Passive 10:1-Teilertastkopfe für 500MHz kann man kaufen,
z.B. bei Reichelt. Damit sollte sich ein 100MHz-Rechteck
noch vernünftig darstellen lassen...
Mit Mikrocontroller hat das Thema allerdings herzlich
wenig zu tun.
Dann soll der Thread halt verschoben werden.
Himmelherrgott.
Naja, beides sind Digitalscops und daher ist der Grossteil der angezeigten Punkte gelog.. aehm interpoliert. Gerade der Untere zeigt bei ca 50% einen deutlichen Interpolationsknick. Also mal zum Vergleich die Interpolation ausschalten und einen Analogscope daneben stellen.
Ein "Sinus" ist das rechts oben auch nicht, da stimmt schon mal die Symmetrie nicht, wie deutlich an den unterschiedlichen Sekanten um den unteren Scheitelüunkt zu sehen.
Und ein Rechteck wie beim ollen Paul Dirac bekommt man schon aus Gründen der endlichen Energie nicht, das ist immewr ein Steiles Trapez.

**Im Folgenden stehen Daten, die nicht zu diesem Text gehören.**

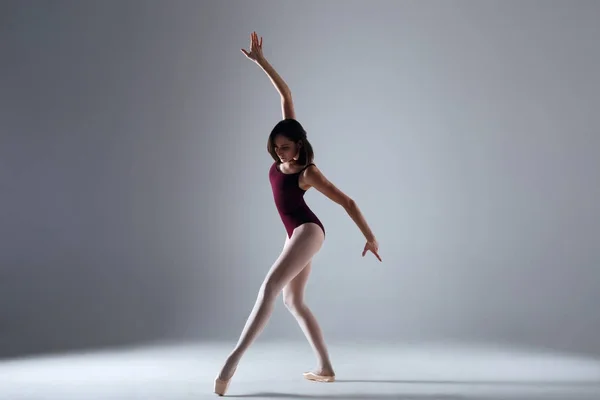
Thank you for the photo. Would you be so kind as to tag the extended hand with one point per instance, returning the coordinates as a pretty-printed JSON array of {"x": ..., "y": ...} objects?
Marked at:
[
  {"x": 255, "y": 53},
  {"x": 373, "y": 247}
]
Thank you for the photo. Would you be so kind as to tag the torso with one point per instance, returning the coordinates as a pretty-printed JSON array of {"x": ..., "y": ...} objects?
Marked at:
[
  {"x": 289, "y": 187},
  {"x": 289, "y": 170}
]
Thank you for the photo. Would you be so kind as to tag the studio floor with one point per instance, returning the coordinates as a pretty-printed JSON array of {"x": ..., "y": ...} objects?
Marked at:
[{"x": 274, "y": 370}]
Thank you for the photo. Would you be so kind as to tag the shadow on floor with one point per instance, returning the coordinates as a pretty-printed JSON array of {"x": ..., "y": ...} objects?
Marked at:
[
  {"x": 357, "y": 396},
  {"x": 566, "y": 383}
]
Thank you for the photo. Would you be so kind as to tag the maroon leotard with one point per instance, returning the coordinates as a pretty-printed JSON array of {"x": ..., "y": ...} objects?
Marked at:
[{"x": 289, "y": 199}]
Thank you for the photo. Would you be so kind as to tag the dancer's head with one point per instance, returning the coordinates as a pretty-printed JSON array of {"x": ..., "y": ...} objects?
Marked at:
[{"x": 288, "y": 142}]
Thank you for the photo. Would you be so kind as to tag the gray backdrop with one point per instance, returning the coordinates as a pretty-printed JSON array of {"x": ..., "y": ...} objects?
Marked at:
[{"x": 133, "y": 169}]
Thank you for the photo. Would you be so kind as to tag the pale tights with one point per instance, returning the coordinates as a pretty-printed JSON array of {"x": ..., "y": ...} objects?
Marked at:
[{"x": 289, "y": 274}]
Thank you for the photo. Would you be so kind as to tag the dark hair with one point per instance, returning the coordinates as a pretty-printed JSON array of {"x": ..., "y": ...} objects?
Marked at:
[{"x": 293, "y": 130}]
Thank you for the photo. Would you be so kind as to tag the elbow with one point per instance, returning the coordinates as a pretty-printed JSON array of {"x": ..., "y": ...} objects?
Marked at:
[{"x": 349, "y": 205}]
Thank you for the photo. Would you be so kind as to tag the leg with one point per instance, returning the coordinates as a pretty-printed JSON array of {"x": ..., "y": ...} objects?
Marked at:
[
  {"x": 305, "y": 242},
  {"x": 293, "y": 297}
]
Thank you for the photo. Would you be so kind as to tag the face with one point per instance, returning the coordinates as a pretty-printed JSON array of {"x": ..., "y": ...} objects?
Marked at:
[{"x": 285, "y": 149}]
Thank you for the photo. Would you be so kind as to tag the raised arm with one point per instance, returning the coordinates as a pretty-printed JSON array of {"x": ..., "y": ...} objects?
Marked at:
[{"x": 256, "y": 55}]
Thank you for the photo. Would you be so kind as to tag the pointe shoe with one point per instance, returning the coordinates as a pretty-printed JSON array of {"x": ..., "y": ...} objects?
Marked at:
[
  {"x": 311, "y": 376},
  {"x": 221, "y": 386}
]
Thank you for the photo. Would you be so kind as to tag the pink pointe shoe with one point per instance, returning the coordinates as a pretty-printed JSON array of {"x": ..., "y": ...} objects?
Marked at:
[
  {"x": 221, "y": 386},
  {"x": 311, "y": 376}
]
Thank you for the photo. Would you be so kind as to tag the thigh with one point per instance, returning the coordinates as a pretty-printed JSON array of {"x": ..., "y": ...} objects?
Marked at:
[{"x": 305, "y": 242}]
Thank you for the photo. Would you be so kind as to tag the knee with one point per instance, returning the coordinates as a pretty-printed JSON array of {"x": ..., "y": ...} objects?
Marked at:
[
  {"x": 269, "y": 290},
  {"x": 293, "y": 303}
]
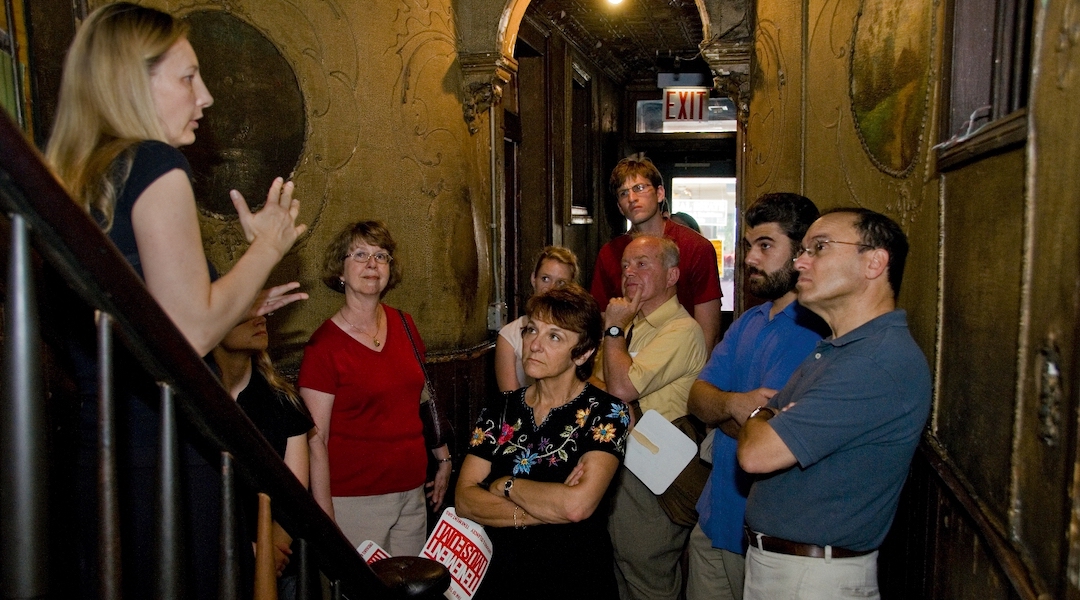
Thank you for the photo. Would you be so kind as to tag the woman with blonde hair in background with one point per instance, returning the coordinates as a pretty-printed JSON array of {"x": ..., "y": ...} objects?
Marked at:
[
  {"x": 555, "y": 267},
  {"x": 131, "y": 95}
]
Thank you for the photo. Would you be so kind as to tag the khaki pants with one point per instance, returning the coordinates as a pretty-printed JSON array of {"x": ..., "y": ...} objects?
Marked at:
[
  {"x": 396, "y": 521},
  {"x": 772, "y": 575},
  {"x": 647, "y": 544},
  {"x": 714, "y": 573}
]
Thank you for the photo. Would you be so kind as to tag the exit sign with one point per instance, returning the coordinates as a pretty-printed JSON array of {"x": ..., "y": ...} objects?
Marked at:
[{"x": 686, "y": 104}]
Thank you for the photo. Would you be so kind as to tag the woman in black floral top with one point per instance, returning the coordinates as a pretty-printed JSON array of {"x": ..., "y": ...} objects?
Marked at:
[{"x": 541, "y": 459}]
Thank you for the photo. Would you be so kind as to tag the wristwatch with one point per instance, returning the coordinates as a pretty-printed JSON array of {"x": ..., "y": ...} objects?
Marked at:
[{"x": 768, "y": 410}]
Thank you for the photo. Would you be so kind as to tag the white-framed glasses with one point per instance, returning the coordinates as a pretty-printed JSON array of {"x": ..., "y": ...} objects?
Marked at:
[
  {"x": 818, "y": 245},
  {"x": 363, "y": 256},
  {"x": 636, "y": 189}
]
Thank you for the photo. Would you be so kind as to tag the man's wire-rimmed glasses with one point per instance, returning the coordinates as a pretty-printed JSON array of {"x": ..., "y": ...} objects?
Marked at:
[
  {"x": 623, "y": 193},
  {"x": 819, "y": 245}
]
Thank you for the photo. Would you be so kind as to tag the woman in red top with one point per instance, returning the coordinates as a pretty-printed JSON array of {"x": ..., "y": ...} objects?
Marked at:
[{"x": 362, "y": 383}]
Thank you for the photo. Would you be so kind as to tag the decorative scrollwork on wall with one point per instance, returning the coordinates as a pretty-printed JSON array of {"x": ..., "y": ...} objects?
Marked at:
[
  {"x": 891, "y": 50},
  {"x": 768, "y": 118},
  {"x": 319, "y": 50}
]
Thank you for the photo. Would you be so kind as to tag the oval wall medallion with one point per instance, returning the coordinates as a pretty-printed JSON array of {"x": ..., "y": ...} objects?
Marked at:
[
  {"x": 254, "y": 132},
  {"x": 890, "y": 66}
]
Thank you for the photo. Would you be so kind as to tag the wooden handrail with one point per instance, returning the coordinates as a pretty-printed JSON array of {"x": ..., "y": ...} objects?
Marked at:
[{"x": 75, "y": 246}]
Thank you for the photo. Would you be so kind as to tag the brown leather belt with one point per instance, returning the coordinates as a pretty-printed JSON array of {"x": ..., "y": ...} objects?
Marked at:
[{"x": 770, "y": 544}]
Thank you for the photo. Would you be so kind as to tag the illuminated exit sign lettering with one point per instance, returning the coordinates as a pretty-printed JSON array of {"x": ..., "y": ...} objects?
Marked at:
[{"x": 686, "y": 104}]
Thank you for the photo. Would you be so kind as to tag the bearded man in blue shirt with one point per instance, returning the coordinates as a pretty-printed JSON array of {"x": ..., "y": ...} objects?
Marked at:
[{"x": 757, "y": 355}]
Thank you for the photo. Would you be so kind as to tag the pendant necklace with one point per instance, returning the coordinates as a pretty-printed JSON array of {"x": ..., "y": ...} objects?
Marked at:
[{"x": 378, "y": 321}]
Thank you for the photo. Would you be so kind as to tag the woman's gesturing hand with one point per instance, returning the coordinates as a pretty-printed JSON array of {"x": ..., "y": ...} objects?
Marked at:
[
  {"x": 436, "y": 489},
  {"x": 273, "y": 298},
  {"x": 275, "y": 223}
]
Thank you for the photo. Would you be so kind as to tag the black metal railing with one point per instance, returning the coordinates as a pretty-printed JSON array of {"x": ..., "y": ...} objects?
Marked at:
[{"x": 42, "y": 214}]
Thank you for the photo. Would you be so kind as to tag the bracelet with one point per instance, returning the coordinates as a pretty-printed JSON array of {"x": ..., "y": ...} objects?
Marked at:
[{"x": 766, "y": 411}]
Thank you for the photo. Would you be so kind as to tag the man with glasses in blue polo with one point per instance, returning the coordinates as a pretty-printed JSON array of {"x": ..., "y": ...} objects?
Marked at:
[{"x": 834, "y": 446}]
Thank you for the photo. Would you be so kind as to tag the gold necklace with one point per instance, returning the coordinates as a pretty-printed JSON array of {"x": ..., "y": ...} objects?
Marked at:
[
  {"x": 378, "y": 323},
  {"x": 575, "y": 392}
]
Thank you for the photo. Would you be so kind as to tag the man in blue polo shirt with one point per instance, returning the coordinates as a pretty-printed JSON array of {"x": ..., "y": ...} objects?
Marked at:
[
  {"x": 758, "y": 353},
  {"x": 837, "y": 440}
]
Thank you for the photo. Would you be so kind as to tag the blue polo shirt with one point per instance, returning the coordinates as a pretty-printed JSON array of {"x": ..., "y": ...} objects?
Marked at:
[
  {"x": 859, "y": 404},
  {"x": 755, "y": 352}
]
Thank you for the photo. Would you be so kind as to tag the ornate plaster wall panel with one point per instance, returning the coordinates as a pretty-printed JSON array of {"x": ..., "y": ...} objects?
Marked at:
[
  {"x": 868, "y": 136},
  {"x": 383, "y": 138},
  {"x": 243, "y": 145},
  {"x": 890, "y": 64},
  {"x": 824, "y": 124},
  {"x": 774, "y": 132}
]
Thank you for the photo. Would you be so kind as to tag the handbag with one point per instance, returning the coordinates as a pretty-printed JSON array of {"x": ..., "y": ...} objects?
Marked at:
[
  {"x": 436, "y": 428},
  {"x": 679, "y": 501}
]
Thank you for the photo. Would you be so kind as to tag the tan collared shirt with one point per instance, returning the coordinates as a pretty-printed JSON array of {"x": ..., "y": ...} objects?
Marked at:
[{"x": 669, "y": 351}]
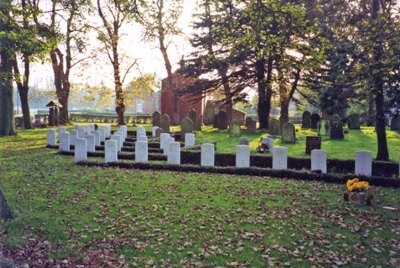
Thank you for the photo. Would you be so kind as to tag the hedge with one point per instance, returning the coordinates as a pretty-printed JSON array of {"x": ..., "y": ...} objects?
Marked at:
[
  {"x": 253, "y": 171},
  {"x": 335, "y": 166}
]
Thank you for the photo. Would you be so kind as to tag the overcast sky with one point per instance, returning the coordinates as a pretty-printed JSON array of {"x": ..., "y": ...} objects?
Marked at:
[{"x": 150, "y": 59}]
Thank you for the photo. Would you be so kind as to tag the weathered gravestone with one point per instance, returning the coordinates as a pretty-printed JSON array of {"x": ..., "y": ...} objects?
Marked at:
[
  {"x": 288, "y": 133},
  {"x": 209, "y": 113},
  {"x": 186, "y": 126},
  {"x": 395, "y": 123},
  {"x": 222, "y": 120},
  {"x": 306, "y": 120},
  {"x": 156, "y": 119},
  {"x": 274, "y": 127},
  {"x": 159, "y": 131},
  {"x": 234, "y": 129},
  {"x": 251, "y": 125},
  {"x": 192, "y": 114},
  {"x": 243, "y": 141},
  {"x": 314, "y": 121},
  {"x": 312, "y": 143},
  {"x": 165, "y": 123},
  {"x": 336, "y": 130},
  {"x": 353, "y": 121},
  {"x": 324, "y": 128}
]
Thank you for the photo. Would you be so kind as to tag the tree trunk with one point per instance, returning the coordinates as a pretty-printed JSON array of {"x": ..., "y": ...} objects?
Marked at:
[
  {"x": 380, "y": 126},
  {"x": 7, "y": 121},
  {"x": 119, "y": 94},
  {"x": 23, "y": 94},
  {"x": 5, "y": 211}
]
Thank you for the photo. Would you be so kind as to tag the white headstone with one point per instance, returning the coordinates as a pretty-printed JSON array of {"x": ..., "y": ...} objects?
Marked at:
[
  {"x": 81, "y": 133},
  {"x": 242, "y": 156},
  {"x": 119, "y": 141},
  {"x": 142, "y": 138},
  {"x": 168, "y": 142},
  {"x": 64, "y": 142},
  {"x": 80, "y": 150},
  {"x": 91, "y": 143},
  {"x": 97, "y": 139},
  {"x": 164, "y": 137},
  {"x": 51, "y": 137},
  {"x": 102, "y": 135},
  {"x": 73, "y": 135},
  {"x": 318, "y": 160},
  {"x": 279, "y": 158},
  {"x": 363, "y": 164},
  {"x": 111, "y": 150},
  {"x": 189, "y": 139},
  {"x": 269, "y": 142},
  {"x": 153, "y": 131},
  {"x": 141, "y": 152},
  {"x": 207, "y": 155},
  {"x": 174, "y": 153},
  {"x": 61, "y": 130}
]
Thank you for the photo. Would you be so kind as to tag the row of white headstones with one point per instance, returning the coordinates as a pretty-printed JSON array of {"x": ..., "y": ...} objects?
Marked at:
[{"x": 86, "y": 138}]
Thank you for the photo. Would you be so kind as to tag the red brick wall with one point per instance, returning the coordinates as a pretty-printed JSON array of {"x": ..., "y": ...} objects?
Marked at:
[{"x": 185, "y": 102}]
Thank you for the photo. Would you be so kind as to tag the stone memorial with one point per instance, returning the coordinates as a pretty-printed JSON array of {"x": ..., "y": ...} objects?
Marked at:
[
  {"x": 363, "y": 165},
  {"x": 274, "y": 127},
  {"x": 64, "y": 142},
  {"x": 234, "y": 129},
  {"x": 141, "y": 152},
  {"x": 164, "y": 138},
  {"x": 61, "y": 130},
  {"x": 222, "y": 120},
  {"x": 51, "y": 137},
  {"x": 80, "y": 153},
  {"x": 91, "y": 143},
  {"x": 269, "y": 142},
  {"x": 174, "y": 153},
  {"x": 242, "y": 156},
  {"x": 318, "y": 161},
  {"x": 102, "y": 135},
  {"x": 189, "y": 139},
  {"x": 81, "y": 133},
  {"x": 336, "y": 130},
  {"x": 313, "y": 143},
  {"x": 314, "y": 121},
  {"x": 111, "y": 150},
  {"x": 324, "y": 128},
  {"x": 306, "y": 120},
  {"x": 73, "y": 135},
  {"x": 165, "y": 123},
  {"x": 153, "y": 131},
  {"x": 207, "y": 155},
  {"x": 156, "y": 119},
  {"x": 186, "y": 126},
  {"x": 159, "y": 131},
  {"x": 244, "y": 141},
  {"x": 118, "y": 139},
  {"x": 353, "y": 121},
  {"x": 279, "y": 158},
  {"x": 395, "y": 123},
  {"x": 288, "y": 133},
  {"x": 251, "y": 125},
  {"x": 97, "y": 139}
]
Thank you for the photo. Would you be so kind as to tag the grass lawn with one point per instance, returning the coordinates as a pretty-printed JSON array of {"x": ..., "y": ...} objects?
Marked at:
[
  {"x": 71, "y": 215},
  {"x": 364, "y": 139}
]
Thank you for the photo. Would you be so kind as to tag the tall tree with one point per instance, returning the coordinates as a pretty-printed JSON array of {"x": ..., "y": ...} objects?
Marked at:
[
  {"x": 63, "y": 56},
  {"x": 7, "y": 123},
  {"x": 114, "y": 15},
  {"x": 160, "y": 22}
]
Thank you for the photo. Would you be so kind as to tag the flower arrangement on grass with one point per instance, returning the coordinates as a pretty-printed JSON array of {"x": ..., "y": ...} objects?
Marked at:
[{"x": 358, "y": 192}]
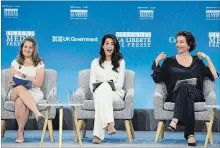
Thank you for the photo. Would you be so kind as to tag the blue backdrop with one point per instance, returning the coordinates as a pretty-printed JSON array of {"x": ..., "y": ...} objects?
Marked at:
[{"x": 69, "y": 35}]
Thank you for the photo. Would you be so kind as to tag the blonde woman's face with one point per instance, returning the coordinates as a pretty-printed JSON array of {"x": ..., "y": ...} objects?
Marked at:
[
  {"x": 108, "y": 47},
  {"x": 181, "y": 44},
  {"x": 28, "y": 49}
]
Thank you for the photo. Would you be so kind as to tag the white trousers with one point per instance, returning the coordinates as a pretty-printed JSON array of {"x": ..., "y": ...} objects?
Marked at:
[{"x": 103, "y": 101}]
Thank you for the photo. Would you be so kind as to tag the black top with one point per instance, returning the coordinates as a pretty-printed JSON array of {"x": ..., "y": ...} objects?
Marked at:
[{"x": 171, "y": 71}]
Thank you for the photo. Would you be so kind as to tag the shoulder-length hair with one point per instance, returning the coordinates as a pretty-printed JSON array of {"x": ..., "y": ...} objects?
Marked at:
[
  {"x": 116, "y": 55},
  {"x": 35, "y": 57}
]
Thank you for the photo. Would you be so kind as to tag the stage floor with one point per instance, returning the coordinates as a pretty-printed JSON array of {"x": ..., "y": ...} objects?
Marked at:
[{"x": 143, "y": 139}]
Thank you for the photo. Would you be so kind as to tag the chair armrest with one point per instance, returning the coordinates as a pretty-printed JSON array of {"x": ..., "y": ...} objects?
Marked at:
[
  {"x": 4, "y": 97},
  {"x": 130, "y": 94},
  {"x": 79, "y": 95},
  {"x": 159, "y": 96},
  {"x": 52, "y": 96},
  {"x": 209, "y": 91}
]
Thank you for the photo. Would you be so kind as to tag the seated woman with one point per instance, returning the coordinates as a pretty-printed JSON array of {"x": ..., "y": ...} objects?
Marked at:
[
  {"x": 106, "y": 82},
  {"x": 180, "y": 67},
  {"x": 27, "y": 66}
]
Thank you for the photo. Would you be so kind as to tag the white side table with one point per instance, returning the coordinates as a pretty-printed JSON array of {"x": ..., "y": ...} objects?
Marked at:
[
  {"x": 60, "y": 105},
  {"x": 214, "y": 107}
]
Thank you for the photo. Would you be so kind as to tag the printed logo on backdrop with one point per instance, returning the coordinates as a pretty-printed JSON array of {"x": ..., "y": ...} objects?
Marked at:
[
  {"x": 172, "y": 39},
  {"x": 214, "y": 39},
  {"x": 73, "y": 39},
  {"x": 14, "y": 38},
  {"x": 11, "y": 11},
  {"x": 134, "y": 39},
  {"x": 146, "y": 13},
  {"x": 78, "y": 12},
  {"x": 212, "y": 13}
]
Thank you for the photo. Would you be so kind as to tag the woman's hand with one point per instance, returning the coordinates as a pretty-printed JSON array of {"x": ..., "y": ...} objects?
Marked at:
[
  {"x": 202, "y": 55},
  {"x": 161, "y": 56},
  {"x": 11, "y": 83}
]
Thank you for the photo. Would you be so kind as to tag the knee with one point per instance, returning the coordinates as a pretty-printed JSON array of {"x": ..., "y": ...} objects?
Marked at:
[
  {"x": 183, "y": 85},
  {"x": 20, "y": 89},
  {"x": 106, "y": 85},
  {"x": 19, "y": 104}
]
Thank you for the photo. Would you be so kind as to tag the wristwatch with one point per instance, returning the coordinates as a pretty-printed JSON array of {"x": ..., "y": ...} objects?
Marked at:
[{"x": 23, "y": 76}]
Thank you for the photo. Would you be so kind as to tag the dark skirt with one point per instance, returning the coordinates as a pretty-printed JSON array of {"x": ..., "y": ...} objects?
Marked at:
[{"x": 184, "y": 98}]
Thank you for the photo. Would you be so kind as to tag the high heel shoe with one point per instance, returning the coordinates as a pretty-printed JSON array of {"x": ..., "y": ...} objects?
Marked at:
[
  {"x": 96, "y": 140},
  {"x": 171, "y": 128},
  {"x": 20, "y": 140},
  {"x": 40, "y": 121},
  {"x": 111, "y": 131},
  {"x": 191, "y": 144}
]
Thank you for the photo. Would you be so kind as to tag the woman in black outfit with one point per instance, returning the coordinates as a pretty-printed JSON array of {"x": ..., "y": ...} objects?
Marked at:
[{"x": 180, "y": 67}]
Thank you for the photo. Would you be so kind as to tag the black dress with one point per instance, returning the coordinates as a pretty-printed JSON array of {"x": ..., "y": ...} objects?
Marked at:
[{"x": 185, "y": 96}]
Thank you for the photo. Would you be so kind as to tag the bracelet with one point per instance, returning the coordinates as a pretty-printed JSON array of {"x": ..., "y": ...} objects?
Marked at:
[{"x": 23, "y": 76}]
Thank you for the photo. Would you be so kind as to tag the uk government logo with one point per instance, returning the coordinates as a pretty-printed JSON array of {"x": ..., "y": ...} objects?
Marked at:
[
  {"x": 73, "y": 39},
  {"x": 214, "y": 39},
  {"x": 146, "y": 13},
  {"x": 79, "y": 12},
  {"x": 212, "y": 13},
  {"x": 134, "y": 39},
  {"x": 172, "y": 39},
  {"x": 15, "y": 38},
  {"x": 10, "y": 12}
]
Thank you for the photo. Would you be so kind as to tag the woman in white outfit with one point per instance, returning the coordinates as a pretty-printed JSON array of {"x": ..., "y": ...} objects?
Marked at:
[
  {"x": 28, "y": 66},
  {"x": 106, "y": 70}
]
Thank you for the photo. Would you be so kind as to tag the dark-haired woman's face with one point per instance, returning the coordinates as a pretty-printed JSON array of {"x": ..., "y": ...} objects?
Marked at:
[
  {"x": 181, "y": 44},
  {"x": 27, "y": 49},
  {"x": 108, "y": 47}
]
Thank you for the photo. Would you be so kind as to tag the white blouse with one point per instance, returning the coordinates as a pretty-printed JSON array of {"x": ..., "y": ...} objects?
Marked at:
[
  {"x": 99, "y": 74},
  {"x": 30, "y": 71}
]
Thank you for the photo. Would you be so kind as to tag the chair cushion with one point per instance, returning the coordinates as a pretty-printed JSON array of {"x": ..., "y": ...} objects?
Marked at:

Der Oszilloskopeingang steht auf 50Ω. Zu den meisten
hochohmigen Tastköpfen passt das nicht. Aber wer weiß,
was das für Tastköpfe sind.
Selbst in den Kursen von Tektronix steht lediglich, das
man den Eingang auf 50 Ω stellen kann. Aber nicht warum
und wann: [...]
????
Wer nicht verstanden hat, was Impedanzanpassung ist und
wann und warum man sie benötigt, sollte nicht im Bereich
über 10MHz herummessen, sondern sich auf den Hosenboden
setzen und lernen...
Wer nicht verstanden hat, was Impedanzanpassung ist und
wann und warum man sie benötigt, sollte nicht im Bereich
über 10MHz herummessen, sondern sich auf den Hosenboden
setzen und lernen...
Sehe ich ähnlich, ist aber auch die Frage, womit lernen, also welche Unterlagen es dazu gibt. Und ob die, die es gibt auch gelesen werden.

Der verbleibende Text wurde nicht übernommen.